Hersteller_Roland
Feature
3
02.03.2017

CHD Elektroservis CR78-PGM Programmer Test

Der CR-78 Programmer in der Praxis

Es gibt tatsächlich eine heute noch erhältliche Alternative zum WS-1. Die Retrospezialisten von CHD Elektroservis haben sich der Programmier-Problematik der Roland CR-78 angenommen und mit dem CR78-PGM Programmer nicht nur eine Alternative zum alten Roland Switch entwickelt, sondern sogar ein paar zusätzliche Features mit eingebaut. Der CR78-PGM bietet ein Display mit Tempoanzeige, DIN- und MIDI-Sync! Sobald man den Programmer mit der Drum Machine verbunden hat, ist sie also ohne Modifikation direkt in aktuelle MIDI-Setups integrierbar. Und mit etwa 180 Euro ist der Preis absolut vertretbar (alternativ gibt es von CHD übrigens auch ein internes MIDI Interface namens CRX-8M, was das direkte Spielen der Sounds per MIDI ermöglicht). Faszinierend, dass es sich 2017 noch lohnt, neues Zubehör für 40 Jahre alte Produkte anzubieten.

Der erste Eindruck des CHD-Programmers ist sehr solide, das Gehäuse ist aus Metall gefertigt. Ein kleines grünliches Display zeigt alle Einstellungen in zwei Zeilen an.

Mittels zweier Kippschalter lassen sich die Sync-Quelle und der Arbeitsmodus wählen. Daneben befinden sich vier Taster zur Bedienung der weiteren Parameter. Mehr braucht es nicht. Auf der Rückseite sind die Anschlüsse: Über drei Klinkenkabel verbindet man den CR78-PGM mit der Drum Machine, MIDI und DIN Sync In Buchen ermöglichen die Verbindung zu externen Clocks. Der Kontrast des Displays ist über einen Minipoti regelbar, als letztes findet sich noch ein Anschluss für ein Netzteil (das leider nicht mitgeliefert wird).

Der Anschluss war weitgehend problemlos.
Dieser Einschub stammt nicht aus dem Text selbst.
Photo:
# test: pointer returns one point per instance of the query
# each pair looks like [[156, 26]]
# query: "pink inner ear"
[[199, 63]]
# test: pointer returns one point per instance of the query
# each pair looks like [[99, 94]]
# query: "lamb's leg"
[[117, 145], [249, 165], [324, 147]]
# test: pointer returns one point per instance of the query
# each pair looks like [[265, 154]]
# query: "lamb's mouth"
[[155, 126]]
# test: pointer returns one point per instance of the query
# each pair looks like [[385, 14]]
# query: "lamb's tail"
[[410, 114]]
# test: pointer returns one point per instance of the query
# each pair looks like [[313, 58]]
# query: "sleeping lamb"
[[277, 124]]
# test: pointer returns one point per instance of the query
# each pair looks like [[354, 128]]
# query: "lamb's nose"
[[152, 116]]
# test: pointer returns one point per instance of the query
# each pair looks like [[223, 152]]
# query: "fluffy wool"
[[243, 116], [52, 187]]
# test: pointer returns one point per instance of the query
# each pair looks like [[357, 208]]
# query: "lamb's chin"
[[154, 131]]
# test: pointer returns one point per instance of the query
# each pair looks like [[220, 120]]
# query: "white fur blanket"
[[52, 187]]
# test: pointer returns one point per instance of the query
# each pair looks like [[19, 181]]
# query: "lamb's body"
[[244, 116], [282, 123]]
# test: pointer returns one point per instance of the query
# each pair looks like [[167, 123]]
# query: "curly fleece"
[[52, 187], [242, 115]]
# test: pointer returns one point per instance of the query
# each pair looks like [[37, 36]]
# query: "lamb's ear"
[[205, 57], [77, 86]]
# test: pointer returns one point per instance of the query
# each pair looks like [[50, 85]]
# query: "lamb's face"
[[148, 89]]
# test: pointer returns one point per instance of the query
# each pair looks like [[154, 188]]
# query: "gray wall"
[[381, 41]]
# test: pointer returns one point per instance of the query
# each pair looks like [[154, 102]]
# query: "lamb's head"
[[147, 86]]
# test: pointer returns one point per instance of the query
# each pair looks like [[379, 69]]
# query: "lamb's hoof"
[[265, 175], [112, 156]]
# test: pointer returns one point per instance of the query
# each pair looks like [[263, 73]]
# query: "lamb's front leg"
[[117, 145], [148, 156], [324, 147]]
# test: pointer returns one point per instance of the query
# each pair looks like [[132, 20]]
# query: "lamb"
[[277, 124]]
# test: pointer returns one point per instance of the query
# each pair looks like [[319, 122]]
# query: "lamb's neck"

Aus irgendeinem Grund lässt sich aber bei meiner CR-78 Start & Stop nicht vom Programmer aus steuern. Ich war zwar mit CHD im Kontakt, leider ließ sich das aber nicht klären – so ein Problem war noch nie aufgetreten. Ist aber nicht weiter dramatisch: Die Programmierung und der MIDI-Sync funktionierten trotzdem problemlos!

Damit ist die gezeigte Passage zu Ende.